Gionfriddo has an eye for ethical paradoxes and moral mysteries. In her play U.S. Drag, winner of the 2001 Susan Smith Blackburn Prize, she mulls unsettling questions about safety. In the play, a serial killer targets the friendly, so isn’t it prudent for the characters to stop helping strangers? When a group of vigilantes begins to hunt for the killer, can they think of the bounty as a get-rich quick scheme?
“On some level, I’m conscious that humor is going to make palatable some of the difficult stuff I want to talk about,” Gionfriddo asserts. “But more immediately, I write characters who use humor to survive whatever darkness or disappointment has befallen them.” She approaches her characters with a sense of empathy, leading her to fictive subjects who are bracingly dimensional.

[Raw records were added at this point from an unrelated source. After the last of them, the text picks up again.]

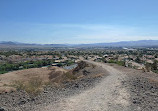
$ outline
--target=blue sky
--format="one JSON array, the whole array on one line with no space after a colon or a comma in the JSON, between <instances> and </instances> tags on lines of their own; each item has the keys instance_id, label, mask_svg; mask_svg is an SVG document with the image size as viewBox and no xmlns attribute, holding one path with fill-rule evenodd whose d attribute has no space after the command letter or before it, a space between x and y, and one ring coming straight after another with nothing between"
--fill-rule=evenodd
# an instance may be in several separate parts
<instances>
[{"instance_id":1,"label":"blue sky","mask_svg":"<svg viewBox=\"0 0 158 111\"><path fill-rule=\"evenodd\" d=\"M0 41L158 40L158 0L0 0Z\"/></svg>"}]
</instances>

After Ashley, a thoughtful dissection of how private grief can become co-opted as public property, centers on the death of a woman who is too complicated for simple martyrdom. The audience sees Ashley in only a single comic scene — a bizarrely inappropriate conversation with her son — so after her brutal, headline-grabbing death, we wonder: what responsibility does that son have to represent his mother’s rough edges, particularly to strangers who are often focused on their own self-centered motives? “A big deal for me with After Ashley was the language that people were using after 9/11,” Gionfriddo recalls. “I would start to cringe at the word ‘victim.’ If a person lost somebody they met at a party a couple of times, they’re using the same language — ‘I lost someone’ — as someone who lost a spouse or a child. The truth of the moment is obscured when everyone is using the same language.”

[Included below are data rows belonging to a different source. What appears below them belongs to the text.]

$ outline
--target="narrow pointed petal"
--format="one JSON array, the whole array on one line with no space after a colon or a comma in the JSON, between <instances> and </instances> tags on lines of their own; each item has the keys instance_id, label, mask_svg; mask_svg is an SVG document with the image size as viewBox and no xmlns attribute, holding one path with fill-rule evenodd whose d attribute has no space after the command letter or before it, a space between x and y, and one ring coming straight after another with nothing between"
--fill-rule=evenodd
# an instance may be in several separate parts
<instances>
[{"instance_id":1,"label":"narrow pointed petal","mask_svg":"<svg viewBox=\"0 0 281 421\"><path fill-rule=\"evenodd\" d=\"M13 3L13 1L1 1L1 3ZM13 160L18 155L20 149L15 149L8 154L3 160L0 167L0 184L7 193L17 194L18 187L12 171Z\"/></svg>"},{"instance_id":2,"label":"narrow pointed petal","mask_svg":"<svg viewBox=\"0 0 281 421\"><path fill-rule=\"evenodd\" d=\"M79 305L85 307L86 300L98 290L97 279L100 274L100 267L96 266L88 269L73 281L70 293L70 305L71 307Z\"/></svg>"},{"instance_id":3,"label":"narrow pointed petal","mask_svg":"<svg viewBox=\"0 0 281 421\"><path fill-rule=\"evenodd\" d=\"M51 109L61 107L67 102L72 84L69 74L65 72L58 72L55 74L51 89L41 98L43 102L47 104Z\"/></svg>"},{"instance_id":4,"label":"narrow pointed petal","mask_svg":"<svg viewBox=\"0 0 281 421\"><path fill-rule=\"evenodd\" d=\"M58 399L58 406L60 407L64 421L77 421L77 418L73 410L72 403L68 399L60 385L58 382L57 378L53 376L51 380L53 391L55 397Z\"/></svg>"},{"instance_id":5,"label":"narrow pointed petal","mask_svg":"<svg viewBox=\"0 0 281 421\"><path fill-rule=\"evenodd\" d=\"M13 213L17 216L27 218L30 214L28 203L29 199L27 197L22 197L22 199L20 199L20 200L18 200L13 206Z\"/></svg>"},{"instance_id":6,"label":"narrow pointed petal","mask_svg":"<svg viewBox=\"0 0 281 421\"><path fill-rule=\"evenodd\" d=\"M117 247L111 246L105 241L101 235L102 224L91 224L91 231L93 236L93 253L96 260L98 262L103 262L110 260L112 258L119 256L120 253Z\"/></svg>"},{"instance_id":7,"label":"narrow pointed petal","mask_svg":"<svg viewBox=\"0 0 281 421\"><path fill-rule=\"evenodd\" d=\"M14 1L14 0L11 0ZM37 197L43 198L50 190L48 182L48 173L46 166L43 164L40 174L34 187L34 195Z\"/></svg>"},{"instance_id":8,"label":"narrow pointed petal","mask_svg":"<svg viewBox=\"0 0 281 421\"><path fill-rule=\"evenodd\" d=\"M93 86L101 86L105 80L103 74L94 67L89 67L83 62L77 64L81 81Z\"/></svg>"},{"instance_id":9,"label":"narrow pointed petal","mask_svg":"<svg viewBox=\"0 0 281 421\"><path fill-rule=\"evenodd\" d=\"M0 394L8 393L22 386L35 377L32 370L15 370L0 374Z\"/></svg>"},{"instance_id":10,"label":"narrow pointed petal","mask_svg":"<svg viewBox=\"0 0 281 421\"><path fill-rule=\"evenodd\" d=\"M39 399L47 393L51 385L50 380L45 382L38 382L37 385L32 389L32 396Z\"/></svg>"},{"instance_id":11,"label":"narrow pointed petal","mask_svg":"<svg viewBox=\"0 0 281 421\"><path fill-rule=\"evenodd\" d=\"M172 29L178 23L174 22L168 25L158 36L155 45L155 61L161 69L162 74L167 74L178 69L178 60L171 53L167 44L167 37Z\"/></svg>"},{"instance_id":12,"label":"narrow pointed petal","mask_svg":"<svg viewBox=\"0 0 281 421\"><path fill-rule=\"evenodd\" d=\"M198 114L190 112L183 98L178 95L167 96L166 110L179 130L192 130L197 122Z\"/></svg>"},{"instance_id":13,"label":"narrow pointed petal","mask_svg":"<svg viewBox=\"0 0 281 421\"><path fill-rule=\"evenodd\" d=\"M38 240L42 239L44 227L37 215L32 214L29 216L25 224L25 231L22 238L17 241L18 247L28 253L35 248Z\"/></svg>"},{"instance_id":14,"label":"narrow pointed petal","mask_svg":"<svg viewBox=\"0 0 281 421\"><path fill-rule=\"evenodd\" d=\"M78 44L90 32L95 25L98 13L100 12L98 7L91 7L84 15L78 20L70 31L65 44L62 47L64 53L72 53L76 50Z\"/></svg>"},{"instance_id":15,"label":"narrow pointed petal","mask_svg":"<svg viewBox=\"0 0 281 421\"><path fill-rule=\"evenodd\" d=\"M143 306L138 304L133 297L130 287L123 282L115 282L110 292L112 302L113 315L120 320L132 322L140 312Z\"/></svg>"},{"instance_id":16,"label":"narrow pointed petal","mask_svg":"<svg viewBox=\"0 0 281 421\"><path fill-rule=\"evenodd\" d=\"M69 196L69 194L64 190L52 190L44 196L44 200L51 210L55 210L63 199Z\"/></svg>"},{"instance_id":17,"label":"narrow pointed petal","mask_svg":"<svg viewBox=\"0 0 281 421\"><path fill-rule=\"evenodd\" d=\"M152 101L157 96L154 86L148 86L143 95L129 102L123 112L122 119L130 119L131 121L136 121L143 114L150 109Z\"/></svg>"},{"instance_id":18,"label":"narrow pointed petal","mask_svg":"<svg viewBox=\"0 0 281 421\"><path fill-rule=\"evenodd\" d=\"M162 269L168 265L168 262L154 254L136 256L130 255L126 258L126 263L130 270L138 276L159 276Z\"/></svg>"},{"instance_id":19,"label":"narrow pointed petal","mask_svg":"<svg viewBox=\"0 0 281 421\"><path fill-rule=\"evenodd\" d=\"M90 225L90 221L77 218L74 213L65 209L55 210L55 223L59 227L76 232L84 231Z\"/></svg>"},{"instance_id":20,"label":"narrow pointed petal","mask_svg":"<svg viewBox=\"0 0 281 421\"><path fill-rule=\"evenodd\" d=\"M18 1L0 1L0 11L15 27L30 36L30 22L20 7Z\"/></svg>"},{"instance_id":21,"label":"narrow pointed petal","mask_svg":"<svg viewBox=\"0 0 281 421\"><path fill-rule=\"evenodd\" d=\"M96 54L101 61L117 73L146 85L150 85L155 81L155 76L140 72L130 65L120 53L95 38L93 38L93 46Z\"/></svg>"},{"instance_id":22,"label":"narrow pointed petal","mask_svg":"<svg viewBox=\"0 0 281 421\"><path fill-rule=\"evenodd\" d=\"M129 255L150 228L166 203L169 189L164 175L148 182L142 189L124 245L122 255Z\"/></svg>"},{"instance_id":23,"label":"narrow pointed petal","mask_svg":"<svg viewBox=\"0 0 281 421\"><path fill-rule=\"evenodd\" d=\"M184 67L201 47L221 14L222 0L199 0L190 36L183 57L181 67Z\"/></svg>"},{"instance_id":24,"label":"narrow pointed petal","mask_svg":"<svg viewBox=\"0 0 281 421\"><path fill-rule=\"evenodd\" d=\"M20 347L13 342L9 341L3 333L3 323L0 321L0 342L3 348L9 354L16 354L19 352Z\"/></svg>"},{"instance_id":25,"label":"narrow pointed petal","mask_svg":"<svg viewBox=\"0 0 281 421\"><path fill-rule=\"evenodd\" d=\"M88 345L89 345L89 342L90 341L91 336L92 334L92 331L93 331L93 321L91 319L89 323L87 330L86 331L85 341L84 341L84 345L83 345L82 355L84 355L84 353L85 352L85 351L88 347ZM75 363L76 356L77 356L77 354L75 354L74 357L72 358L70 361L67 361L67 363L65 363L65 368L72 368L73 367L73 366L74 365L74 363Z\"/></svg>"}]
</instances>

In 2004, Gionfriddo wrote the first of two pieces she has contributed to The Believer, a journal on culture. Her essay, “XO Elliott,” looks deeply into the reasons for singer-songwriter Elliott Smith’s cultural cache and the ways in which Gionfriddo’s own reverent fandom took on new complexity in light of Smith’s chilling death. Remembering his work, she writes, “Smith’s songs were fearlessly holistic: complicated and confounding, rife with internal contradictions and mood swings. Truthful.” She’s writing about Elliott Smith, but in the messiness she applauds in his work, there are echoes of the unsayable truths she captures in her own.

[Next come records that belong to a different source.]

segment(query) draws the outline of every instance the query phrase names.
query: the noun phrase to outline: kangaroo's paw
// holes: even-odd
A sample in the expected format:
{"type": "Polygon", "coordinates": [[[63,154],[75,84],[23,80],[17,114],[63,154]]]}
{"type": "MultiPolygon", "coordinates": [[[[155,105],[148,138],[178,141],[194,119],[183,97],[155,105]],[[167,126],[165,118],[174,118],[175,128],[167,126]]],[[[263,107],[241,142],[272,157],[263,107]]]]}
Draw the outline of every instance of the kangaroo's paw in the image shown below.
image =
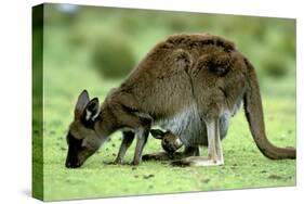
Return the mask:
{"type": "Polygon", "coordinates": [[[158,152],[153,154],[145,154],[142,157],[143,161],[169,161],[170,155],[167,152],[158,152]]]}
{"type": "Polygon", "coordinates": [[[220,166],[224,165],[224,161],[214,161],[202,156],[189,156],[179,161],[171,162],[173,166],[186,167],[186,166],[220,166]]]}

Since the premiere of Becky Shaw, an Off Broadway smash that was a finalist for 2009’s Pulitzer Prize, Gionfriddo has been working on a commission from Playwrights Horizons and several film projects. But Artistic Director Peter DuBois, who has known Gionfriddo since they were students together at Brown University, is keen on keeping her in the Huntington family. “Becky Shaw makes me laugh out loud in the skillful way it examines human behavior and personal relationships,” says DuBois. “This is exactly what great comedy should do. Gina has written a sharp, cunning play that shifts our perspective about the tensions between love, money, and happiness.”